Year by year, seemingly, the way that the game of football looks on the field is slowly but surely being altered. The NFL looks different if you drop into any particular game than it did a decade ago, and the games from a decade ago resemble a game different from the game played a decade before, and so on and so forth.

More and more, however, the changes in the way that the game looks on the field is coming less as a result in a shifting and innovation in schematic philosophies and more as a result in the rules that govern the manner in which the game is played.

Who knew that football could get so existential as to need a committee to determine what a catch is? it seems a concept that is rather intuitive, and yet they managed to quite botch their last attempt at defining it, only to create a new one that will no doubt have its own host of problems.

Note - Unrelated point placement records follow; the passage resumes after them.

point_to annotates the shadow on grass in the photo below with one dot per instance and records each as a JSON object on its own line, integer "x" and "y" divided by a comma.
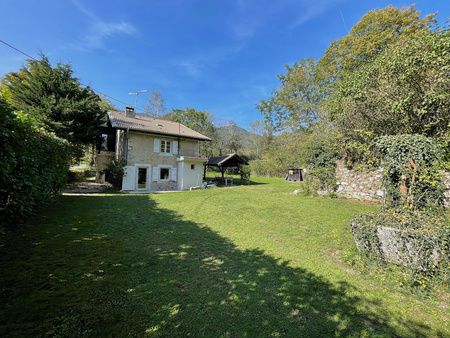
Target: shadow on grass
{"x": 128, "y": 267}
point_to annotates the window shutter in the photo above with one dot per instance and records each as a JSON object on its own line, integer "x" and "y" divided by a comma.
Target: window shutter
{"x": 174, "y": 174}
{"x": 155, "y": 174}
{"x": 175, "y": 147}
{"x": 156, "y": 145}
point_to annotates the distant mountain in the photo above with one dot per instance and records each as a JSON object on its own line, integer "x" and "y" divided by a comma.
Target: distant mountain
{"x": 244, "y": 137}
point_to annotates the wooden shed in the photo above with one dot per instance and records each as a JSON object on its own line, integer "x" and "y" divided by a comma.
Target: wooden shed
{"x": 223, "y": 163}
{"x": 294, "y": 174}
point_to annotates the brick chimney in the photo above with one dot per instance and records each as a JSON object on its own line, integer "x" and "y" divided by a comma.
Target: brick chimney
{"x": 129, "y": 111}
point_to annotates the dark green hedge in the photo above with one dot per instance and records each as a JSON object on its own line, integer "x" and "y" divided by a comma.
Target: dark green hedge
{"x": 33, "y": 165}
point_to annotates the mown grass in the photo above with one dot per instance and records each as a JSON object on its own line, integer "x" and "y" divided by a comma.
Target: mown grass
{"x": 252, "y": 261}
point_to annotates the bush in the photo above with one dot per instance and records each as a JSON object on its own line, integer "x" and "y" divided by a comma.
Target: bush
{"x": 115, "y": 171}
{"x": 414, "y": 162}
{"x": 320, "y": 158}
{"x": 33, "y": 165}
{"x": 411, "y": 229}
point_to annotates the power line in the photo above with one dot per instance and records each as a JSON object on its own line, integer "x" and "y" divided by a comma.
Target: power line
{"x": 97, "y": 91}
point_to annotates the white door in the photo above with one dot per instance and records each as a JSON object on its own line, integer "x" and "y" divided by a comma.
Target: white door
{"x": 142, "y": 177}
{"x": 128, "y": 181}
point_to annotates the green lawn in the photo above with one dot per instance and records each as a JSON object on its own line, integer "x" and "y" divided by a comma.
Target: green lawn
{"x": 253, "y": 261}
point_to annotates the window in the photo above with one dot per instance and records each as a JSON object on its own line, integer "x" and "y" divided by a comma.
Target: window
{"x": 104, "y": 142}
{"x": 164, "y": 174}
{"x": 165, "y": 146}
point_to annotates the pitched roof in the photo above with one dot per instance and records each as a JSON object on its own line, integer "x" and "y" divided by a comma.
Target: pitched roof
{"x": 153, "y": 126}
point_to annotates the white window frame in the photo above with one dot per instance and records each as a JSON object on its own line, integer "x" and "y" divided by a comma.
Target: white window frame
{"x": 156, "y": 174}
{"x": 160, "y": 147}
{"x": 165, "y": 147}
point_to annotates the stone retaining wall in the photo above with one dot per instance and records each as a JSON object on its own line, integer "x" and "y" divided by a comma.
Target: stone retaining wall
{"x": 362, "y": 185}
{"x": 367, "y": 185}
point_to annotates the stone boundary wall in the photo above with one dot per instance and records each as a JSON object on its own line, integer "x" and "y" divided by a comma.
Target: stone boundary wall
{"x": 367, "y": 185}
{"x": 361, "y": 185}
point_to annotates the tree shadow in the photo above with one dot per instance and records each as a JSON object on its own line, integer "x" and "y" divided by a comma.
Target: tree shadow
{"x": 174, "y": 277}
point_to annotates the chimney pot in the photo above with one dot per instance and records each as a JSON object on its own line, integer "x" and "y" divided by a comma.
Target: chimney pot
{"x": 129, "y": 111}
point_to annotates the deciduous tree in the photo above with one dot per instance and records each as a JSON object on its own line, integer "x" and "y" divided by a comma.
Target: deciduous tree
{"x": 56, "y": 100}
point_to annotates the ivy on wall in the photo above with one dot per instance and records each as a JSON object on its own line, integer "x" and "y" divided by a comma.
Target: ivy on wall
{"x": 411, "y": 229}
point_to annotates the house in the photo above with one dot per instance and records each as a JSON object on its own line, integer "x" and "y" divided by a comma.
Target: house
{"x": 161, "y": 155}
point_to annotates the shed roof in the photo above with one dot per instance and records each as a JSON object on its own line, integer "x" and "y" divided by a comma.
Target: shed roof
{"x": 230, "y": 160}
{"x": 153, "y": 126}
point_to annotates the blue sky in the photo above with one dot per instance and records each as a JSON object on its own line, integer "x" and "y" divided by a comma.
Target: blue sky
{"x": 216, "y": 55}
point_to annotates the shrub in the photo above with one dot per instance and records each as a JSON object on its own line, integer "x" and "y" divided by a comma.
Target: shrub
{"x": 115, "y": 171}
{"x": 411, "y": 229}
{"x": 33, "y": 165}
{"x": 320, "y": 158}
{"x": 414, "y": 163}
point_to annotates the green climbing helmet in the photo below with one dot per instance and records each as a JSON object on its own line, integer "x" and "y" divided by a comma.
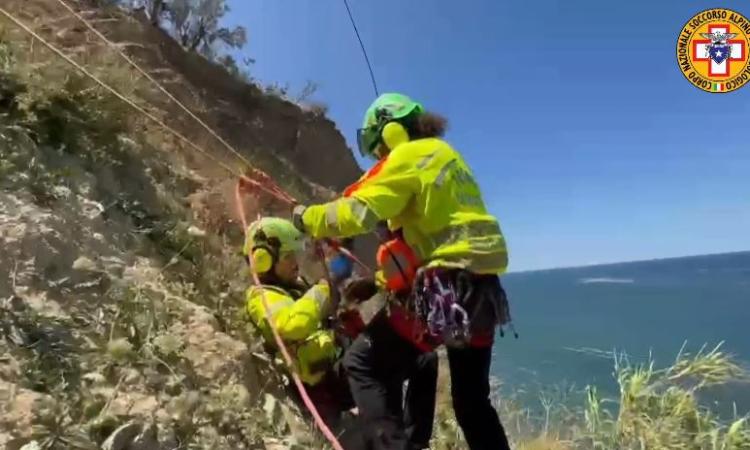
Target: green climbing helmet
{"x": 278, "y": 233}
{"x": 386, "y": 108}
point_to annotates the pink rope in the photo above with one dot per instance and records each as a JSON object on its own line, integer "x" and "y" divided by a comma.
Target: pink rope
{"x": 280, "y": 342}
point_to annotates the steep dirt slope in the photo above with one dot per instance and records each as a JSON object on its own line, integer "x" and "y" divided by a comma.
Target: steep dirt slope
{"x": 120, "y": 282}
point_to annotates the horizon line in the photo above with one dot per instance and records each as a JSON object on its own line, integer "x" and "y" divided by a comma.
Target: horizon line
{"x": 633, "y": 261}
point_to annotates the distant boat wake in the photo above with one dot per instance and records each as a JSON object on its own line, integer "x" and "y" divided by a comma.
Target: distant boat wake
{"x": 590, "y": 351}
{"x": 606, "y": 280}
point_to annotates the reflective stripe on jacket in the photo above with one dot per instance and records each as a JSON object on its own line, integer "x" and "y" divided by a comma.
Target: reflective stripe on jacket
{"x": 299, "y": 325}
{"x": 425, "y": 188}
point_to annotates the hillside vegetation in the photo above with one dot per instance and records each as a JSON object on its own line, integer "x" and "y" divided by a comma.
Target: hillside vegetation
{"x": 121, "y": 284}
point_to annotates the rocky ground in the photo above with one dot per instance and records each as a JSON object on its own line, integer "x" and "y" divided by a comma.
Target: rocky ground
{"x": 120, "y": 280}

Many believe that the biggest change to the way the game appears on the field in recent years just came down from the Annual League Meeting when a rule was passed that makes it a foul for any player on the field to lower his helmet and initiate and make contact with another player using the helmet. Details are still being sorted out, but some hits will result in ejections.

While the football purists are gnashing their teeth over that, they should brace for the stripping away of an entire facet of the game pretty soon, which could be the elimination of the kickoff altogether. While the league has attempted to improve the safety of the play in numerous ways over the years, it remains a danger, and that danger could result in it being abolished outright.

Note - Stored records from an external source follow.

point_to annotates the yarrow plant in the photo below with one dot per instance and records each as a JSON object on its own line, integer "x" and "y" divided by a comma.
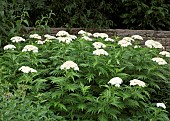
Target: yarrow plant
{"x": 35, "y": 36}
{"x": 30, "y": 48}
{"x": 68, "y": 65}
{"x": 153, "y": 44}
{"x": 17, "y": 39}
{"x": 137, "y": 82}
{"x": 91, "y": 76}
{"x": 12, "y": 47}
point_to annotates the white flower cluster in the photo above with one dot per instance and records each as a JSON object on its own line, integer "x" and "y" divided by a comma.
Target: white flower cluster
{"x": 162, "y": 105}
{"x": 109, "y": 39}
{"x": 68, "y": 65}
{"x": 101, "y": 35}
{"x": 26, "y": 69}
{"x": 165, "y": 53}
{"x": 64, "y": 36}
{"x": 40, "y": 42}
{"x": 64, "y": 39}
{"x": 35, "y": 36}
{"x": 159, "y": 60}
{"x": 62, "y": 33}
{"x": 116, "y": 81}
{"x": 137, "y": 82}
{"x": 17, "y": 39}
{"x": 12, "y": 47}
{"x": 30, "y": 48}
{"x": 137, "y": 37}
{"x": 98, "y": 45}
{"x": 100, "y": 52}
{"x": 84, "y": 33}
{"x": 153, "y": 44}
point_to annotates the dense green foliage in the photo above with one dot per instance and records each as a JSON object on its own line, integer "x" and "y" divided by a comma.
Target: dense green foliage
{"x": 53, "y": 93}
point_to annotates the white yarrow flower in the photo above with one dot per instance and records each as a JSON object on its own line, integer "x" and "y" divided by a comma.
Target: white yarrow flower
{"x": 138, "y": 37}
{"x": 26, "y": 69}
{"x": 40, "y": 42}
{"x": 87, "y": 38}
{"x": 12, "y": 47}
{"x": 128, "y": 39}
{"x": 62, "y": 33}
{"x": 137, "y": 82}
{"x": 109, "y": 39}
{"x": 17, "y": 39}
{"x": 30, "y": 48}
{"x": 116, "y": 81}
{"x": 167, "y": 54}
{"x": 161, "y": 105}
{"x": 35, "y": 36}
{"x": 68, "y": 65}
{"x": 73, "y": 36}
{"x": 124, "y": 43}
{"x": 64, "y": 39}
{"x": 98, "y": 45}
{"x": 100, "y": 52}
{"x": 159, "y": 60}
{"x": 153, "y": 44}
{"x": 101, "y": 35}
{"x": 82, "y": 32}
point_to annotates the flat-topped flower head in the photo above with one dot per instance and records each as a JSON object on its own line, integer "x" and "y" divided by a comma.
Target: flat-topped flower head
{"x": 26, "y": 69}
{"x": 159, "y": 60}
{"x": 11, "y": 47}
{"x": 109, "y": 39}
{"x": 162, "y": 105}
{"x": 30, "y": 48}
{"x": 87, "y": 38}
{"x": 116, "y": 81}
{"x": 64, "y": 39}
{"x": 35, "y": 36}
{"x": 73, "y": 36}
{"x": 100, "y": 52}
{"x": 49, "y": 37}
{"x": 137, "y": 37}
{"x": 84, "y": 33}
{"x": 124, "y": 43}
{"x": 153, "y": 44}
{"x": 137, "y": 82}
{"x": 165, "y": 53}
{"x": 101, "y": 35}
{"x": 128, "y": 39}
{"x": 17, "y": 39}
{"x": 98, "y": 45}
{"x": 68, "y": 65}
{"x": 62, "y": 33}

During the meetings, the owners voted to make permanent the rule that allows touchbacks on kickoffs to be taken out to the 25-yard line, which theoretically incentivizes teams to accept more touchbacks on kickoffs.

The reason that the league is so urgently exploring how to curb this aspect of the game is because their own medical research finds that kickoffs are five times more likely to produce a concussion than other plays, which, needless to say, is substantial.

Green Bay Packers President Mark Murphy signaled the warning at the conclusion of the Annual League Meeting, telling reporters that if they can’t make the play safer, then “we’re going to do away with it. It’s that serious. It’s by far the most dangerous play in the game”.

“We’ve reduced the number of returns”, he said, “but we haven’t really done anything to make the play safer”.

Murphy said that players still suffered concussions on kickoffs that actually resulted in touchbacks, which seriously undermines the idea that you can make the play safer simply by increasing the frequency of touchbacks. The only thing really left to do beyond that, within reason, is to remove the play altogether.

Sorry, Roosevelt Nix. Sorry, Vince Williams. Guys like you are going to have a much harder time cracking the 53-man roster for the first time without the opportunity to create tone-setting hits on kickoffs.